Penyelidikan intensif terus dilakukan oleh kepolisian terkait kasus pembunuhan seekor gajah Sumatera di areal konsesi PT RAPP, Kabupaten Pelalawan, Riau. Hingga kini, puluhan saksi telah dimintai keterangan untuk mengungkap pelaku di balik kejahatan terhadap satwa dilindungi ini.
Gajah Ditemukan Tanpa Kepala
Kematian gajah Sumatera yang mengundang perhatian publik ini terjadi di Desa Lubuk Kembang Bunga, Kecamatan Ukui. Bangkai satwa liar tersebut ditemukan warga pada Senin (2/2/2026) malam. Kondisi gajah sangat mengenaskan, dengan sebagian kepala hilang, termasuk mata, belalai, dan kedua gadingnya. Polda Riau menduga kuat gajah tersebut sengaja dibunuh untuk diambil gadingnya.
Kapolda Riau, Irjen Pol Herry Heryawan, menyatakan keprihatinannya atas kasus ini. “Kita sedih, geram, campur marah, masyarakat juga begitu. Ini adalah kejahatan yang luar biasa kepada satwa-satwa yang dilindungi,” ujar Irjen Herry Heryawan di Pelalawan, Sabtu (6/2). Ia menegaskan bahwa tindakan pembunuhan, perburuan, atau perdagangan satwa liar dilindungi merupakan perbuatan melawan hukum sesuai Pasal 32 Undang-Undang Konservasi Sumber Daya Alam dan Ekosistem.
Untuk mengungkap kasus ini, tim gabungan dari Polda Riau dan Polres Pelalawan telah dibentuk. Kolaborasi ini melibatkan Balai Konservasi Sumber Daya Alam (BKSDA) Riau dan Kementerian Kehutanan (Kemenhut).

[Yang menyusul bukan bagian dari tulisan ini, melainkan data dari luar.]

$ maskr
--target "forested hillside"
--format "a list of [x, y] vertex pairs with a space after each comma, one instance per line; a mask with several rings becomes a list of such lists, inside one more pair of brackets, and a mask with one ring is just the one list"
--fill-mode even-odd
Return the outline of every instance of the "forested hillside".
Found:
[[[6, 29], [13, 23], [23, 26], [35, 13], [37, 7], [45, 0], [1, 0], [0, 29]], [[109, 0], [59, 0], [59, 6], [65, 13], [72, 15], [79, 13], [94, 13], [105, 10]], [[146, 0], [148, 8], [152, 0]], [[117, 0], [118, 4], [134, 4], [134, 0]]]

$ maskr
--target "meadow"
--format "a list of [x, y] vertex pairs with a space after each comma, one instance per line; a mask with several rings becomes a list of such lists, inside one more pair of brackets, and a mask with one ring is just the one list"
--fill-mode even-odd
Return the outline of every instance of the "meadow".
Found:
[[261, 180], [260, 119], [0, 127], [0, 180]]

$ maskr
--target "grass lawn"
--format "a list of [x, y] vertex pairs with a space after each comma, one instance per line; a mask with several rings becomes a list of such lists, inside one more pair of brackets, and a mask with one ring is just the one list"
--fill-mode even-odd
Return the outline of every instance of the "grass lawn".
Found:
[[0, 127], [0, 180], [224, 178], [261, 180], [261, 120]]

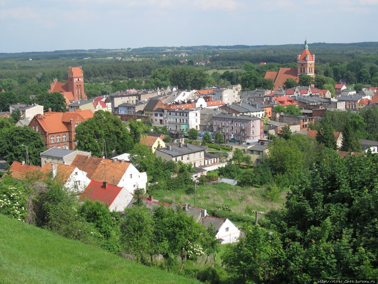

33 Saksi Diperiksa, Belum Ada Petunjuk Signifikan
Dalam upaya penyelidikan, Polres Pelalawan telah memeriksa 33 saksi. Pemeriksaan dilakukan di Polres Pelalawan, Polsek Ukui, dan Polsek Pangkalan Kuras. Kapolres Pelalawan, AKBP John Louis Letedara, menjelaskan bahwa sebagian besar saksi mengaku tidak melihat adanya aktivitas mencurigakan.
“Saksi-saksi yang diperiksa menyatakan bahwa mereka tidak pernah melihat masyarakat yang melintas dengan membawa senjata api ataupun senapan angin di sekitar area konsesi PT RAPP,” kata AKBP John Louis Letedara dalam keterangannya, Selasa (10/2/2026). Hingga kini, polisi belum mendapatkan petunjuk yang cukup signifikan untuk mengidentifikasi pelaku.
Pihaknya terus bekerja sama dengan BKSDA Riau, PPNS Kementerian Kehutanan, dan PT RAPP untuk mengungkap kasus pembunuhan gajah ini. “Kami akan bekerja keras untuk mengungkap kasus ini dan menangkap pelaku,” imbuhnya.
Kemenhut Panggil PT RAPP
Direktorat Jenderal Penegakan Hukum Lingkungan Hidup dan Kehutanan (Gakkum Kemenhut) juga memanggil pihak PT Riau Andalan Pulp and Paper (PT RAPP) untuk dimintai klarifikasi terkait kematian gajah tersebut. Direktur Jenderal Gakkum Kemenhut, Dwi Januanto Nugroho, menekankan bahwa setiap bentuk perburuan dan pembunuhan satwa liar dilindungi adalah kejahatan serius.
“Tanggung jawab pengelolaan kawasan oleh pemegang izin harus dijalankan secara konsekuen. Kami sedang mendalami sejauh mana efektivitas sistem perlindungan hutan dan pemantauan satwa yang diterapkan di areal konsesi,” ujar Dwi Januanto, dilansir Antara, Minggu (8/2). Pelaku akan ditindak tegas sesuai hukum yang berlaku.